Words by Mariyah Salhia

Visuals by Jes Mason

I

n a grainy home video, Michelle Belov is just a toddler, running around, playing with her toys and babbling to herself. In perfect Russian, she says, “I’m a princess! I’m queen of the world!” As she watches the old footage of herself, her parents turn to look at her. “See,” they say. “You used to speak Russian.”

Belov, a third-year collaborative nursing student, was in high school the first time she saw proof that she spoke her parents’ mother tongue as a young child.

The memory, now a little bittersweet, is one she could barely wrap her head around; herself, speaking in Russian with no inhibition about what she’s saying, or her accent. Two things that are now constantly on her mind when she thinks about speaking the language.

Although she can read and write fluently in Russian, she decided as a kid that she was going to speak English, something she attributes to her daily consumption of shows on the Treehouse channel and being immersed in English all day at elementary school.

As a teen, due to her inability to speak Russian, Belov felt less and less connected to her heritage. Trying to learn from her parents was too frustrating because of her Westernized accent—her dad was mad at her for giving up on the language and she blames him for his lack of patience.
While census data shows that Canada’s younger population is getting more diverse, it also found that mother tongues are becoming less prevalant in the home.

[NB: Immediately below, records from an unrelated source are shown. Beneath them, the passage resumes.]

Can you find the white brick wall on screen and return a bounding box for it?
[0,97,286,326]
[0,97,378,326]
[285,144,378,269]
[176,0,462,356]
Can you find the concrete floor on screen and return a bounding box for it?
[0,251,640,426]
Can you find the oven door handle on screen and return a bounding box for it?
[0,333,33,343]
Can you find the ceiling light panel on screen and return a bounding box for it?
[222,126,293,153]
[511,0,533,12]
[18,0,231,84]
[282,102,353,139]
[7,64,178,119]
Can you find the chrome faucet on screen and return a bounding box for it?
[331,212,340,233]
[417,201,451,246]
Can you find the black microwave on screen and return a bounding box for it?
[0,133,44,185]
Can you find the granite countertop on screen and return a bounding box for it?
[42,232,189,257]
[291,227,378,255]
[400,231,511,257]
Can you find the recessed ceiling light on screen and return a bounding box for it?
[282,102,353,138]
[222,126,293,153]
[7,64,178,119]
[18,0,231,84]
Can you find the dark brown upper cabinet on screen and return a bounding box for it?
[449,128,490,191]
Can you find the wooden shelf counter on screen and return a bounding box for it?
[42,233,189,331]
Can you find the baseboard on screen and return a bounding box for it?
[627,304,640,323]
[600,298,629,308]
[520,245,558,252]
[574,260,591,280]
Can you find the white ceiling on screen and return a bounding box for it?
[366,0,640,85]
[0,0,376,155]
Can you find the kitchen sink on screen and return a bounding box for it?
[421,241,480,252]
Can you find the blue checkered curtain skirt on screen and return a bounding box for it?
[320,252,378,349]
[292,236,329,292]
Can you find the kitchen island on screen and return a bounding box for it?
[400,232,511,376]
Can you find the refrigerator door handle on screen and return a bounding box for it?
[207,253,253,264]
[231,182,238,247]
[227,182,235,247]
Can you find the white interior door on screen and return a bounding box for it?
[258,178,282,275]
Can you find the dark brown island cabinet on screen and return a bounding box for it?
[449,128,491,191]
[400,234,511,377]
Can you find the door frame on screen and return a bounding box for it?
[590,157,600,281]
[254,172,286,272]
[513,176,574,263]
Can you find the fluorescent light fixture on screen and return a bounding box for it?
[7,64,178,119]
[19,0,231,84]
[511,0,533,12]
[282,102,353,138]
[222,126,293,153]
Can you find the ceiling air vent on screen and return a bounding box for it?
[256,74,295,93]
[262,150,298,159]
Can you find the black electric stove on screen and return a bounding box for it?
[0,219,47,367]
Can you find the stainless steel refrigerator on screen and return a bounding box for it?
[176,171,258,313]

The 2016 census found that 2.2 million children under the age of 15, or 37.5 per cent of the total population of children, were foreign-born or had at least one foreign‑born parent. If the trend continues, children with an immigrant background could represent between 39 per cent and 49 per cent of the total population of children in 2036.

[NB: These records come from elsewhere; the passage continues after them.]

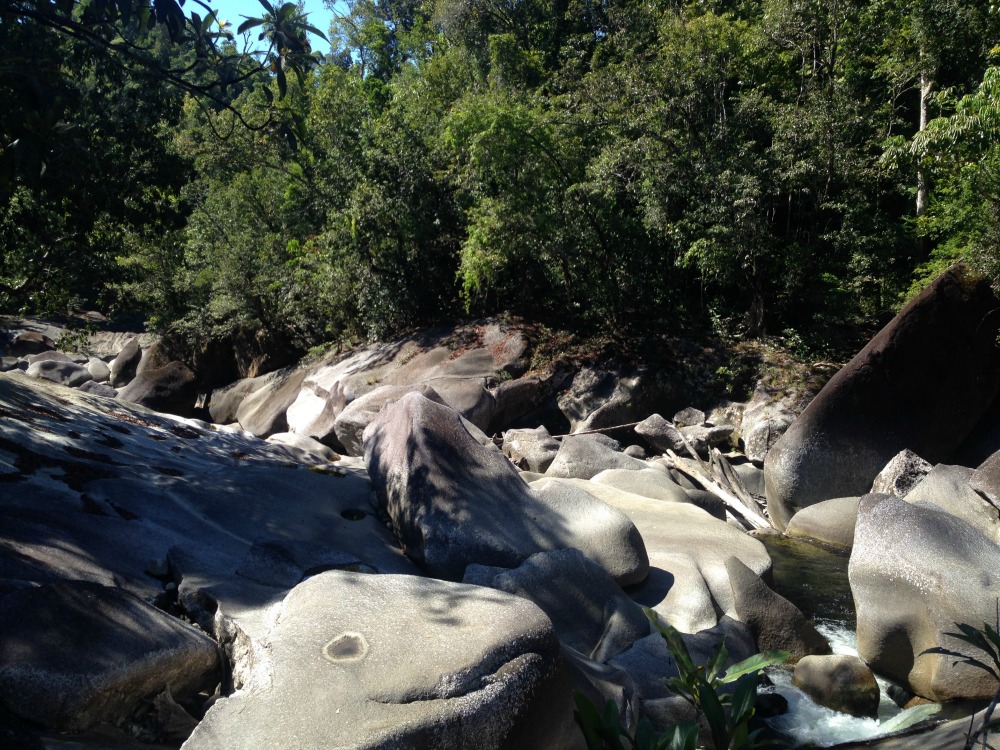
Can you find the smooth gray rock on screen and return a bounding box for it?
[502,427,559,474]
[545,435,647,479]
[233,368,305,437]
[111,336,142,388]
[726,557,830,663]
[364,393,648,585]
[117,362,198,417]
[532,477,771,633]
[24,349,73,365]
[764,265,1000,530]
[906,464,1000,543]
[792,654,879,718]
[464,549,651,662]
[6,331,56,357]
[785,497,861,549]
[672,406,706,427]
[184,572,582,750]
[25,359,93,388]
[969,451,1000,508]
[848,495,1000,701]
[80,380,118,398]
[591,469,689,503]
[871,450,934,497]
[334,383,444,456]
[0,581,218,731]
[87,357,111,383]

However, in families with two immigrant parents, 24.4 per cent of these children spoke only English and French at home, compared to just 2.5 per cent of their parents.

The census also found that 60 per cent of immigrants who came to Canada between 2011 and 2016 (excluding Quebec) spoke English most often at home, despite 78.5 per cent of this same group reporting a mother tongue other than English and French.

Guofang Li, a language professor at the University of British Columbia, says university students are among the most likely to try to learn their heritage language in comparison to other age groups.

“A lot of university students come back to their mother tongue because some of them failed to learn when they were young,” she says. “All of a sudden when they come to college, they realize that their cultural heritage is really important.”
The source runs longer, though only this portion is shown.